Update README.md

2025-04-21 16:10:40 +00:00 · 2025-04-21 16:10:40 +00:00 · d1397b626e
commit d1397b626e
parent df04ef3527
1 changed files with 156 additions and 1 deletions
--- a/README.md
+++ b/README.md
@ -1 +1,156 @@
-# AMS-Data-Mine
+# AMS-Data-Mine
+
+A migration and ETL pipeline to move legacy FileMaker Pro data into PostgreSQL, ingest and consolidate DGdata and EENDR survey CSVs (2010–2015), and maintain automated backups.
+
+## Repository Structure
+
+```
+.
+├── docker-compose.yml                # Defines Postgres (and optional tunnel) services
+├── .env                              # Environment variables (create locally)
+├── csv_postgres.py                   # Python script to import CSV files into Postgres
+├── clean.py                          # Utility to sanitize CSV column names
+├── backup_postgres_single_db.sh      # Backup script for Postgres (docker exec + pg_dump + gzip)
+├── sql/                              # SQL scripts for merging survey data
+│   ├── merge_dgdata.sql
+│   ├── merge_eendr.sql
+│   └── merge_surveys.sql
+└── README.md                         # This file
+```
+
+## Prerequisites
+
+- Docker & Docker Compose
+- Python 3.7+
+- pip packages:
+  ```bash
+  pip install pandas psycopg2-binary python-dotenv
+  ```
+- (Optional) Cloudflare Tunnel token for secure exposure
+
+## 1. Environment Setup
+
+1. Create a file named `.env` at the project root with the following:
+   ```ini
+   POSTGRES_USER=your_pg_username
+   POSTGRES_PASSWORD=your_pg_password
+   POSTGRES_DB=your_db_name
+   # If using cloudflared tunnel:
+   TUNNEL_TOKEN=your_cloudflare_tunnel_token
+   ```
+2. Start services:
+   ```bash
+   docker-compose up -d
+   ```
+
+This brings up:
+
+- **postgres**: PostgreSQL 15, port 5432
+- **cloudflared** (if configured): runs `tunnel run` to expose Postgres
+
+## 2. Migrating FileMaker Pro Data
+
+1. Export each FileMaker Pro table as a CSV file.

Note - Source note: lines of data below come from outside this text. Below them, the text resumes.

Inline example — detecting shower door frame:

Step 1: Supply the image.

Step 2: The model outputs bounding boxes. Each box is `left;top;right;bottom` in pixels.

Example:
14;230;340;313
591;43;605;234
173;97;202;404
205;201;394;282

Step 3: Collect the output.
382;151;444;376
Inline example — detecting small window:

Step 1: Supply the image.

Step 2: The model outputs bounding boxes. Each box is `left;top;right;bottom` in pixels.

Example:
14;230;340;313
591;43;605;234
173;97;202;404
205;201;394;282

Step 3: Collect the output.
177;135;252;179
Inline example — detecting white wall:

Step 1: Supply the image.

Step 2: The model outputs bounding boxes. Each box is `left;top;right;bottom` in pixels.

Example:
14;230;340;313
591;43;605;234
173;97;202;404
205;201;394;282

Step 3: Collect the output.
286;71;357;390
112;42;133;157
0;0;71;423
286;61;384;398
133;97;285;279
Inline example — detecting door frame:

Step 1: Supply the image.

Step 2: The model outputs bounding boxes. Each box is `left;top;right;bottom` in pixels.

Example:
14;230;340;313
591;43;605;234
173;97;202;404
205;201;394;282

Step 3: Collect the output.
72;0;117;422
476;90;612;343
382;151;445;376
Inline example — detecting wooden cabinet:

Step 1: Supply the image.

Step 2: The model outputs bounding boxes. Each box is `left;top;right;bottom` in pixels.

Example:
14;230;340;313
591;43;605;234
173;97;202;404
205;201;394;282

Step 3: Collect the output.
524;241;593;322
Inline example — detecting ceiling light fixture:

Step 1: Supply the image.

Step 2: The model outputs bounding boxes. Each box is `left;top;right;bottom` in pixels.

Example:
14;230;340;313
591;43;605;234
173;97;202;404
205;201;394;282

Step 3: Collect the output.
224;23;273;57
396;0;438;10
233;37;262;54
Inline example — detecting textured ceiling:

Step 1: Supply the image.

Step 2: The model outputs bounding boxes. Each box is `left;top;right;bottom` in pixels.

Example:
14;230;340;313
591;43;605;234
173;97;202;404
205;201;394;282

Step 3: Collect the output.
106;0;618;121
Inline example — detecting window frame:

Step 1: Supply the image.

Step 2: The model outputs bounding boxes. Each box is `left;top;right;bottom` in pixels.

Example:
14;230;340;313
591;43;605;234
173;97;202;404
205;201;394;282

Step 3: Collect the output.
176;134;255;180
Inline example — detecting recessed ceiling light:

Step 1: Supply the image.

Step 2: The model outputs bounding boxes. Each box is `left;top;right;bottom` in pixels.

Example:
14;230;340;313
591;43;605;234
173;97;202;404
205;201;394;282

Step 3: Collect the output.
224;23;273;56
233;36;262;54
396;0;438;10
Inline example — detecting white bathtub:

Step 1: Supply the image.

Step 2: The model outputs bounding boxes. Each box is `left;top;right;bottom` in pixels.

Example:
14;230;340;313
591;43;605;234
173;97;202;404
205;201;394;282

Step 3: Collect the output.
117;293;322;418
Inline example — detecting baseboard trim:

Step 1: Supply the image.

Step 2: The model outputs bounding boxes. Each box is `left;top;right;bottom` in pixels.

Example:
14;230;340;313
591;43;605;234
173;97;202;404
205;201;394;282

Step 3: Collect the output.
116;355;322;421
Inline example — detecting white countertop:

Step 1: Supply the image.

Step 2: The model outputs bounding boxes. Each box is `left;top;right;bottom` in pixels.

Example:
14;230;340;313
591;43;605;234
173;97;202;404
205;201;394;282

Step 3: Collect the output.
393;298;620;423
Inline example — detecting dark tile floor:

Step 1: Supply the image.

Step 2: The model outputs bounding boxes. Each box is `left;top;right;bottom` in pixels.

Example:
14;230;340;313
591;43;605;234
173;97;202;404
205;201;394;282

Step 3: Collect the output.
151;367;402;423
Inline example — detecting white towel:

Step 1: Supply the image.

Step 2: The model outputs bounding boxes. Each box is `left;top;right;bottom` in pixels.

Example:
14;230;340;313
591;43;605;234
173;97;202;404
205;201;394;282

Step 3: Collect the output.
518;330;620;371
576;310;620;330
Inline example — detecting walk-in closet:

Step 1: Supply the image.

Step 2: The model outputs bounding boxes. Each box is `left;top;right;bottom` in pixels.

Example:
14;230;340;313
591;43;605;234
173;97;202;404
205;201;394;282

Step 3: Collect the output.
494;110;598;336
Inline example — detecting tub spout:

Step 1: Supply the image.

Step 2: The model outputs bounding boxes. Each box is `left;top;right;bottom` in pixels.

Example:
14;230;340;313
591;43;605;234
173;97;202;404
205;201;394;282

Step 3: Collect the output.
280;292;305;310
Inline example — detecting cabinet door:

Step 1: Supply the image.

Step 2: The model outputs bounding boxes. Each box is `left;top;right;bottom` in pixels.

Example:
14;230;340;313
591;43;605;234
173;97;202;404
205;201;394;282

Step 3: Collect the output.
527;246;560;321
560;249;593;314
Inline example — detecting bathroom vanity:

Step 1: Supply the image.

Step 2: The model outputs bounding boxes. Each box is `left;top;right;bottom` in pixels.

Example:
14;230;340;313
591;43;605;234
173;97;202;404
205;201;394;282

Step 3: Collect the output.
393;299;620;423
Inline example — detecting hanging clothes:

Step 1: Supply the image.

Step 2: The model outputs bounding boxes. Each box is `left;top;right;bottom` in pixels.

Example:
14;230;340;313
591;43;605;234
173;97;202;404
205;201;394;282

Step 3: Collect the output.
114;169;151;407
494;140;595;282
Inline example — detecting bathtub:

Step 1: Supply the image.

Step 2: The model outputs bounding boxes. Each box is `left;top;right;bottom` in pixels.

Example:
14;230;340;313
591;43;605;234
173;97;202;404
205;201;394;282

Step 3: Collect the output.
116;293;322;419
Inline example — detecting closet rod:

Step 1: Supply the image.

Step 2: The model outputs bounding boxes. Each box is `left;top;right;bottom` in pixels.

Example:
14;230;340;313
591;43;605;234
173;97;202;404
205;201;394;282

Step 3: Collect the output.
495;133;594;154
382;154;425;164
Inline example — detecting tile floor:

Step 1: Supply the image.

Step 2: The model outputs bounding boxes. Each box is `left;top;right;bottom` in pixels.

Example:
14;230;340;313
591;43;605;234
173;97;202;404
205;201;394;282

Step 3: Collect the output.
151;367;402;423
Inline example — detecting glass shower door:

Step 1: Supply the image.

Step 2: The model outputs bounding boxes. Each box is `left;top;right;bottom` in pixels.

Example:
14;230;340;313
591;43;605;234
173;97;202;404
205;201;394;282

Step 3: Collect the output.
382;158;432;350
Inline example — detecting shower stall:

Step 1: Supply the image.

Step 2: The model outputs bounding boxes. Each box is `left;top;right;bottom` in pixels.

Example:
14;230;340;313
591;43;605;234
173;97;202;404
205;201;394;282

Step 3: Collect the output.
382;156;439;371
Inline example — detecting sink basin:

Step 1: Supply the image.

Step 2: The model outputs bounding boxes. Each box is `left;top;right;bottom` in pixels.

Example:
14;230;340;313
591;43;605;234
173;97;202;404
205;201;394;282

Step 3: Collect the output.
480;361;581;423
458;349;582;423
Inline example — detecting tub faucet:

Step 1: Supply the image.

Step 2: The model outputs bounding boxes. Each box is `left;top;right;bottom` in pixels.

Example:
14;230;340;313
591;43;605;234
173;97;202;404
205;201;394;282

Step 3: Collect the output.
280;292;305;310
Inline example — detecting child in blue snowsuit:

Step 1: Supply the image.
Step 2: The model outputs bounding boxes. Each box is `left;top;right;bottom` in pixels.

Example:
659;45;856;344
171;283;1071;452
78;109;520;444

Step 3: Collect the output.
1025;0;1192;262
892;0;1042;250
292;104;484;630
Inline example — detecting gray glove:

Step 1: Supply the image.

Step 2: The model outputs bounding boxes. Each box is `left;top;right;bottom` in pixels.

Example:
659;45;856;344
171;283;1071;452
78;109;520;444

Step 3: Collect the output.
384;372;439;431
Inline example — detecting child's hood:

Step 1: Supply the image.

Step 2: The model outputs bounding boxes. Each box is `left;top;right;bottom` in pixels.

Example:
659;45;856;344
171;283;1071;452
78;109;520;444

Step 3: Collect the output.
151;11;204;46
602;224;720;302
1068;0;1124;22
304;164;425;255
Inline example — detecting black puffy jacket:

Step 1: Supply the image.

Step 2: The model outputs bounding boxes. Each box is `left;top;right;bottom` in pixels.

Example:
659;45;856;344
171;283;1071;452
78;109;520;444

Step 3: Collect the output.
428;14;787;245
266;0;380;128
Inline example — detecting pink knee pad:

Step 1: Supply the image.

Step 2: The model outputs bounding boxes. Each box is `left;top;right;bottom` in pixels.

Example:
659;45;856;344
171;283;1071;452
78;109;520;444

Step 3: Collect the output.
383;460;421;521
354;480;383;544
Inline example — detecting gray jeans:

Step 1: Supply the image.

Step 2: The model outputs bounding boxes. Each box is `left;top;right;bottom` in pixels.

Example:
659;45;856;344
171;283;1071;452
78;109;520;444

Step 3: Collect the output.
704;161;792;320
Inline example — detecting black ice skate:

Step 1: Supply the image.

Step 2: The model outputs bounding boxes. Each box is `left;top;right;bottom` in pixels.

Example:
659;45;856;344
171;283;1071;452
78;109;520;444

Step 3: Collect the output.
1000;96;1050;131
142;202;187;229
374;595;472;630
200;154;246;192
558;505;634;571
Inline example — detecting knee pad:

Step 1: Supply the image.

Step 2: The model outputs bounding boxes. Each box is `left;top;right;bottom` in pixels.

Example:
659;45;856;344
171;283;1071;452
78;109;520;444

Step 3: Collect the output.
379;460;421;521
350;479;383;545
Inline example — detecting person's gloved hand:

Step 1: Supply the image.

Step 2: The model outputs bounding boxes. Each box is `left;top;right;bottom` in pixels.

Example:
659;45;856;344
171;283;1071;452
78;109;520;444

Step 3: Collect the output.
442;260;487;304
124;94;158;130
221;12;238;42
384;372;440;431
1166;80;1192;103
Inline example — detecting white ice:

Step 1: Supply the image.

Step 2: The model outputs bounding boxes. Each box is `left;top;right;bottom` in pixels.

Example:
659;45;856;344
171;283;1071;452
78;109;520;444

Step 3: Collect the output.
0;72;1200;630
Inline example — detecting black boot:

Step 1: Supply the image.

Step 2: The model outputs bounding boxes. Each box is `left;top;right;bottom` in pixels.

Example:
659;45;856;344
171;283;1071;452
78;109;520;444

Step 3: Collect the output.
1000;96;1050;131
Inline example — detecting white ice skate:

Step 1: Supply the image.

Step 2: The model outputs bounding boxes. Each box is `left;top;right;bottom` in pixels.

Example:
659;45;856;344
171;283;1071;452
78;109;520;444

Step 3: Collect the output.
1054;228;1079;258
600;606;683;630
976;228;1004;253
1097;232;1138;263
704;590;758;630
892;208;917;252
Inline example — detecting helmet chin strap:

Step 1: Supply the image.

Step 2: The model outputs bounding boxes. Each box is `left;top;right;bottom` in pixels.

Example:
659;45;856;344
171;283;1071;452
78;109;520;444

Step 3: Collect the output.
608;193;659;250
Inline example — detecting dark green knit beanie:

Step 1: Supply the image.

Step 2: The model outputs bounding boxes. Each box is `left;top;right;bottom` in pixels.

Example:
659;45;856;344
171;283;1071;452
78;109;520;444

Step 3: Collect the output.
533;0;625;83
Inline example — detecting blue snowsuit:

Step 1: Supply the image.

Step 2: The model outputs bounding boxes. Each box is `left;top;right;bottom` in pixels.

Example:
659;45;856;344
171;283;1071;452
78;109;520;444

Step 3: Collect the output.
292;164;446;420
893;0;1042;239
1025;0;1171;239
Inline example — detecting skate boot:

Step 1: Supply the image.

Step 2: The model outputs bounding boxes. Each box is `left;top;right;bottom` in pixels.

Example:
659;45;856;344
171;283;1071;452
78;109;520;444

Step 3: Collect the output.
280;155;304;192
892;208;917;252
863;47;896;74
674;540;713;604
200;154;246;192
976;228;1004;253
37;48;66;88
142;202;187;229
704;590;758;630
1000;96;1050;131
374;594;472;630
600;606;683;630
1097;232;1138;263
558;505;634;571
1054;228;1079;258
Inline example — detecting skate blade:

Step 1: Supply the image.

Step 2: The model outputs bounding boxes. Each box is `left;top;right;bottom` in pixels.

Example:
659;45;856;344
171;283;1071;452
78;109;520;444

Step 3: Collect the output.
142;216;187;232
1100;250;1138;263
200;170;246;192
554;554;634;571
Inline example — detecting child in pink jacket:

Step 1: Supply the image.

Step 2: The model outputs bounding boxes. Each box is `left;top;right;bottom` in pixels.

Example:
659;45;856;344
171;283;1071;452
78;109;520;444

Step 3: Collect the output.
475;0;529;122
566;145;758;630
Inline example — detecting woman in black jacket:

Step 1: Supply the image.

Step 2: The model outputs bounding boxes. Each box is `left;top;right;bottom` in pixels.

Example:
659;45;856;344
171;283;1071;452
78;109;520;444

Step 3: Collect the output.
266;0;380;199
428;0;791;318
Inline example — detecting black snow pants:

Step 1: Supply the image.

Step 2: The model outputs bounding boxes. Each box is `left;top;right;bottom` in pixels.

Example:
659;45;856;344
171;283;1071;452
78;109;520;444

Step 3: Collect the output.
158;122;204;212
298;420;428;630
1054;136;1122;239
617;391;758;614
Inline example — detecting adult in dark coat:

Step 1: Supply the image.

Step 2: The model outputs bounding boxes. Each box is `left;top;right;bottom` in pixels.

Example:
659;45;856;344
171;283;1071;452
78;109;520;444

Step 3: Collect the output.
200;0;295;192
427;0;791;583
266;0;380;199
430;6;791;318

+2. (Optional) Clean column names to valid SQL identifiers:
+   ```bash
+   python3 clean.py path/to/input.csv path/to/output.csv
+   ```
+3. Place your CSV files into the host directory mounted by Docker (default `/home/ams/postgres/csv_files/`).
+
+## 3. Ingesting CSV Data
+
+Run the import script:
+
+```bash
+python3 csv_postgres.py
+```
+
+What it does:
+
+1. Reads all `.csv` files from `/home/ams/postgres/csv_files/`.
+2. Drops entirely empty columns and converts DataFrame types to `INTEGER`, `FLOAT`, or `TEXT`.
+3. Creates tables named `survey_data_<filename>` and inserts all rows.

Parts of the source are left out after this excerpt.